The context is negative binomial random variable. (Sentences in brackets are mine)
If independent trials, each resulting in a success with probability $p$, are performed, what is the probability of $r$ successes occurring before $m$ failures?
Solution The solution will be arrived at by noting that $r$ successes will occur before $m$ failures if and only if the $r$th success occurs no latter than the $r+m-1$ trial (same principle as the other one). This follows because if the $r$th success occurs before the $m$th failure, and conversely. Hence from equation 8.2 (or applying principles from negative random variable). The desired probability is $$\sum\limits_{n=r}^{r+m-1}\binom{n-1}{r-1}p^r(1-p)^{n-r}$$
I found no visible difference in the two problems, expect the notation and different answers. What am I missing? What is the difference between the two questions?

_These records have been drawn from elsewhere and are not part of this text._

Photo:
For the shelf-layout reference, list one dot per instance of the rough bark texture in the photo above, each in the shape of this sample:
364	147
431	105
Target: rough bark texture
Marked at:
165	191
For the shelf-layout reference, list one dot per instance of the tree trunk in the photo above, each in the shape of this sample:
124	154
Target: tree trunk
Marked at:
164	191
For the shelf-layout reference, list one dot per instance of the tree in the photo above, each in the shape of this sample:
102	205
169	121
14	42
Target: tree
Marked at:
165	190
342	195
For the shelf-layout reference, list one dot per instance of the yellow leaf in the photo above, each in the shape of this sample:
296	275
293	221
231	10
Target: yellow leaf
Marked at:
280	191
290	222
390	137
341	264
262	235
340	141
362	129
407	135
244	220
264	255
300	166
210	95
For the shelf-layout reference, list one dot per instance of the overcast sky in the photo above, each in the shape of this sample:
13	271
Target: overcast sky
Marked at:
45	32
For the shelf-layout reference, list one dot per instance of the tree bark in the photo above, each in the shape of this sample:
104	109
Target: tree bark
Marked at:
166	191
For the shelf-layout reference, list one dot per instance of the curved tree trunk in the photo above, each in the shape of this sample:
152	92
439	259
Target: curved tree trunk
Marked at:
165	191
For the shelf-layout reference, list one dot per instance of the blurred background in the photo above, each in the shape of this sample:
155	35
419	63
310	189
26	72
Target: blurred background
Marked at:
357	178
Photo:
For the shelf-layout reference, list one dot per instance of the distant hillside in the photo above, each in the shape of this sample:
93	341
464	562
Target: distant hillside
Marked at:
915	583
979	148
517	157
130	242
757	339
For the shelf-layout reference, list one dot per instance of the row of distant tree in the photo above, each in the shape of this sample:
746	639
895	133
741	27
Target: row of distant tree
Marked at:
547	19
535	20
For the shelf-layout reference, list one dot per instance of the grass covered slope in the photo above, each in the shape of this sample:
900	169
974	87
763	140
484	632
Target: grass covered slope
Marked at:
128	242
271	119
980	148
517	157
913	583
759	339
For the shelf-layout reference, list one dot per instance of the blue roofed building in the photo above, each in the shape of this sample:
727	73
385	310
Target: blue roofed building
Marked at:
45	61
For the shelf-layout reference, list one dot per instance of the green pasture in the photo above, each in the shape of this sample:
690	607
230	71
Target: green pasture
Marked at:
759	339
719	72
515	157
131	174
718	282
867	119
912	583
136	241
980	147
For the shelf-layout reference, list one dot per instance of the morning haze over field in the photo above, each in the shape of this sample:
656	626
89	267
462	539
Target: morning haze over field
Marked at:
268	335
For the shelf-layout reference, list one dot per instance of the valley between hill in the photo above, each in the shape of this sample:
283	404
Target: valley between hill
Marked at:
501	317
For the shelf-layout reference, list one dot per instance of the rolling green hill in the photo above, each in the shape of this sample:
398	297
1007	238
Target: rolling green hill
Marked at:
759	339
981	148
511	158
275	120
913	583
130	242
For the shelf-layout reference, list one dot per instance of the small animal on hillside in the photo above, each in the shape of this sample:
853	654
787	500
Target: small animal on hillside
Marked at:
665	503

1: Rest of the parts are irrelevant to this question and hence skipped. Yes, the 'original' problem of points is skipped.
The questions are identical and both answers are correct (i.e they are equal) but they use different approaches.
Solution 1:
The idea is to consider a series of $m+n-1$ trials and calculate the probability of getting exactly $k$ successes. The Binomial Theorem tells us that this is
$$\binom{m+n-1}{k}p^k(1-p)^{m+n-1-k}.$$
To satisfy the required criterion of at least $n$ successes we allow $k$ to range from $n$ to $m+n-1$. The resulting probabilities can be summed to give the result:
$$\sum_{k=n}^{m+n-1}{\binom{m+n-1}{k}p^k(1-p)^{m+n-1-k}}.$$
Solution 2:
I'll keep the same variables as in Solution 1 to help in any comparison between them.
The idea here is to consider a series of trials ending at the $n^{th}$ success and to calculate the probability of getting exactly $n$ successes and $k$ failures in this series. There are therefore $n+k$ trials and we will denote this number by $t$. The Binomial Theorem tells us that this probability is
$$\binom{t-1}{n-1}p^n(1-p)^{t-n}.$$
Note that we have replaced the normal coefficient, $\binom{t}{n}$, with $\binom{t-1}{n-1}$ because we know the $t^{th}$ trial must be a success so we only need to arrange $n-1$ successes in $t-1$ trials.
To satisfy the required criterion of fewer than $m$ failures we allow $k$ to range from $0$ to $m-1$, meaning that $t$ ranges from $n$ to $n+m-1$. The resulting probabilities can be summed to give the result:
$$\sum_{t=n}^{n+m-1}{\binom{t-1}{n-1}p^n(1-p)^{t-n}}.$$
Finally, we can map the variables to those used in the text:
\begin{eqnarray*} n &\mapsto& r \\ m &\mapsto& m \\ t &\mapsto& n \end{eqnarray*}
Giving: $$\sum_{n=r}^{r+m-1}{\binom{n-1}{r-1}p^r(1-p)^{n-r}}.$$